Engaging Middle School Students in Large Group


Have you ever been in front of a room full of middle schoolers and wanted to throw something at them? Have you ever felt like they make it simply impossible for you to teach?

If you have, then you’re not alone. Because there’s something about being in a room full of middle schoolers that leaves you wondering, “Are they even capable of listening?”

The truth is a room full of middle school students requires a lot more room management.  While you can let middle schoolers in a Small Group setting have a little more freedom, middle schoolers in a large group space need a lot more structure in order to avoid total and complete chaos. 

As Duffy Robbins says, “middle school students are drawn to the oldest person in the room who takes them seriously.” And in my experience, that’s so true. Because as much as middle schoolers are still kids, they’re also not. They really want to matter. They want someone to talk to them like they’re adults. They want to be taken seriously. And when they feel like they’re being treated like children, they simply shut down.

I think that’s why one of the mistakes a lot of people make in managing a large group of middle schoolers is to try and control the room. Keep in mind that more rules or severe consequences don't necessarily equate to better behavior. In fact, I think what I've learned about managing a room full of middle school students is that the more you let them go, the easier they’ll come back to you. Whether it's a moment of laughter, or talking to the person next to them for a second, or letting them scream out an answer, the more chances for freedom you give them, the more likely you’ll be to have their attention as you go. 

I think of it like Spiderman. (Yes, this is a very strange comparison, but just go with me!). When Spiderman opens his palm, he can throw his web away before pulling it right back to him. The same is true for middle schoolers. You let them go, but then in a second, you pull them back. 

So how do we do that? How do we make it work? Well, something that has really helped me is to change the pace of how I’m talking. It helps me keep control of the middle school students in the room, no matter if it’s in Small Group or Large Group. Maybe you start by talking really, really fast. You tell a story, and you get really excited as you go. But then all of the sudden, you stop, not because you’re glaring at kids who are talking, but because you’re making a conscious choice to leave students on the edge of their seats. Communicators call that a pregnant pause, and trust me, it works. Because all of the sudden, the kids who weren’t listening realize you’ve stopped talking. Just like that, their attention is back on the stage because they’re wondering what’s just happened.  

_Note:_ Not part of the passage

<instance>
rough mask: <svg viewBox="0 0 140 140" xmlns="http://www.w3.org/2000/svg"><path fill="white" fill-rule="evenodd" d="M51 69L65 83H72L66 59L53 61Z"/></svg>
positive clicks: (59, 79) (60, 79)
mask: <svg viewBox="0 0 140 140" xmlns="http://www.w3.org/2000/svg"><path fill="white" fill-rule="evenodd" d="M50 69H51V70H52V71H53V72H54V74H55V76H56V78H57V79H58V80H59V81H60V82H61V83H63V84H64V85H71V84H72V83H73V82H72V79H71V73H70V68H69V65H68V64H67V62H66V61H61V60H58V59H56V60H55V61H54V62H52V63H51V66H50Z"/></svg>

Another trick? Change your position in the room. A lot of times people want to call out the people who are distracting the room, but that unintentionally breaks up the flow of the room. Instead, if you just walk toward them while you keep talking, they will actually stop talking (most of the time).

I think so many of us as student leaders or communicators think, "I just want them to listen while I'm teaching.” I understand that, but the reality is, most middle schoolers just can’t solely sit and listen. It’s just not going to work for their phase of development. That’s why planning times that allow them to stop and interact or move around throughout your talk will help them tremendously. Say things like, “Turn to the person next to you and share your answer,” or, “On the count of three, I want everyone to yell this out,” you’re planning in times for them to get loud and start talking without interrupting your message. If you plan those times for them to interact and talk, then they’ll be less likely to start chatting when you don’t want them to talk. They'll be better behaved and more focused because you've given them an outlet already.

The truth is, a lot of how we interact with middle schoolers depends on our personality make up and the quality of relationship you have with the students. What works for me may not work for you. But what works for you may not work for me in my context with my personality. That’s okay! But let’s keep sharing with each other what is and isn’t working so we can all keep getting better. 

What’s your strategy for communicating with a large group of middle schoolers?